When founders are coerced into relocation, they are not just moving an office; they are uprooting their lives and abandoning the core advantages of the European ecosystem. According to the State of European Tech 2025 report, 85% of founders prefer to remain in Europe. This preference is not mere sentimentality; it is a strategic decision leveraged by proximity to elite engineering talent, world-class research universities, and a superior quality of life that has become a premier asset in global talent acquisition.
Evidence of Execution Over Geography
The success stories of the past decade dismantle the necessity of US incorporation. Consider the trajectories of companies like Wolt, which scaled from a high-cost environment with disciplined capital efficiency, or deep-tech leaders like IQM, Iceye, and Helsing. These businesses have secured hundreds of millions in funding—including from major international funds—without conceding their European origins.
Their success proves that global destiny is a product of execution, not latitude. When a founder is told they must abandon their home market to succeed, they are effectively being warned away from a environment where they hold a competitive, cultural, and talent-acquisition advantage.

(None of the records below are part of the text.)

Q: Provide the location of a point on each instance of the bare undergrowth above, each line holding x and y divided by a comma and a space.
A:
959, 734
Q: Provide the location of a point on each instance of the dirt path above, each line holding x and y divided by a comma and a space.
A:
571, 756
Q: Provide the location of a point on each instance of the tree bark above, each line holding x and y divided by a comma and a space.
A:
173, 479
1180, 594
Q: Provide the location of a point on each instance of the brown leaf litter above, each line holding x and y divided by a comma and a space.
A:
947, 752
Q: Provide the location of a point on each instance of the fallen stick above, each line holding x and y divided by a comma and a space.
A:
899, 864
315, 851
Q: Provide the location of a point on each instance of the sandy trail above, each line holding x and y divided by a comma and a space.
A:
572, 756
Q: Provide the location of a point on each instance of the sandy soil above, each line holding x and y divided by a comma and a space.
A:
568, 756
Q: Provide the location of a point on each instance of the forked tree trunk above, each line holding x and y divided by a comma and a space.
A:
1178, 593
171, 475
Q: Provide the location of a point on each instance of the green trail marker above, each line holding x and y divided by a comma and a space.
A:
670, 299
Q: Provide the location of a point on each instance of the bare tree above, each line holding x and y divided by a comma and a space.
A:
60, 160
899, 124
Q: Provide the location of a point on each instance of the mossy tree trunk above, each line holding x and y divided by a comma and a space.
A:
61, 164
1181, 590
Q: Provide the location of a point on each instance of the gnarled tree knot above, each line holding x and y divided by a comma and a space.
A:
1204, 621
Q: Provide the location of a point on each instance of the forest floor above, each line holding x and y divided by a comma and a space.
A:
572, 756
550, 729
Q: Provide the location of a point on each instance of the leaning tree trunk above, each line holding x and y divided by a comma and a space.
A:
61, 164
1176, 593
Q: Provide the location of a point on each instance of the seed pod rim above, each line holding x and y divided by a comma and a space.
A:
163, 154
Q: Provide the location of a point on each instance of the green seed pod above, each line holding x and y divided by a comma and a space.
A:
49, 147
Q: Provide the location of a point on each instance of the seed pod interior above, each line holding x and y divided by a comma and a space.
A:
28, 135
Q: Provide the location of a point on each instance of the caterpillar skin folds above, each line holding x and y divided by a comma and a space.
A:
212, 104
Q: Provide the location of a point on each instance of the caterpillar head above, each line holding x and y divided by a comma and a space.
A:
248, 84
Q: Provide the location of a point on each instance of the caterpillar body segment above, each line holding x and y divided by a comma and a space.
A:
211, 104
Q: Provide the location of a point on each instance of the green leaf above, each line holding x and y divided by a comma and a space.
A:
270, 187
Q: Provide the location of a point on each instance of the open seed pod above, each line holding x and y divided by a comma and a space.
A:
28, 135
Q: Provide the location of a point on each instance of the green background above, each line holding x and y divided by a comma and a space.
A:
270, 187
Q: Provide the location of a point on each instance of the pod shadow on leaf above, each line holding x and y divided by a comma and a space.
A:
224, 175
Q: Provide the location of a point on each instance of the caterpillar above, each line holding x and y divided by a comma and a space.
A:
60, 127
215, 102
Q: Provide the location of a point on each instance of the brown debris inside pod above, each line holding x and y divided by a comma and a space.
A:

The Real Hurdle: The Growth Capital Gap
It is important to distinguish between company-building challenges and growth-scaling challenges. Europe does, in fact, suffer from a structural deficit in late-stage growth capital. We have a fertile ground for planting and early-stage nurturing, but we lack the domestic institutional depth—specifically from pension funds and large-scale insurance capital—capable of leading massive, nine-figure competitive rounds.
This is not an indictment of European innovation; it is a policy-induced bottleneck. The fix is not to export our startups to the US, but to implement the right fiscal incentives to unlock European private capital for mature, frontier-technology companies. Initiatives such as the €5bn Scaleup Europe Fund, backed by EQT, signal a shift in the right direction. By aligning domestic capital with home-grown winners, Europe can retain value capture that currently flows across the Atlantic.
Institutional Momentum and the Path Forward
Despite the aggressive narratives surrounding a hostile European climate, the data tells a story of resilience. The emergence of 27 new unicorns in 2025 and the growing appetite for European IPOs among companies like Pasqal and IQM indicate that the infrastructure for scaling is not only functional but maturing rapidly.
The EU Inc project and ongoing efforts to simplify digital regulation confirm that the legislative environment is becoming more, not less, conducive to growth. We are witnessing a clear divergence: while the infrastructure of the European tech scene is improving, the mythology surrounding its inadequacy is becoming more vociferous.
For the founder currently sitting across from a US investor, the advice is simple: demand nuance. Recognize that global scale is being achieved routinely from within the continent. Europe must continue to be hyper-critical of its genuine deficiencies—specifically the growth capital gap—but it must simultaneously stop allowing an incomplete, biased narrative to dictate the strategic destiny of its most ambitious companies. Relocation is an option, not a requirement.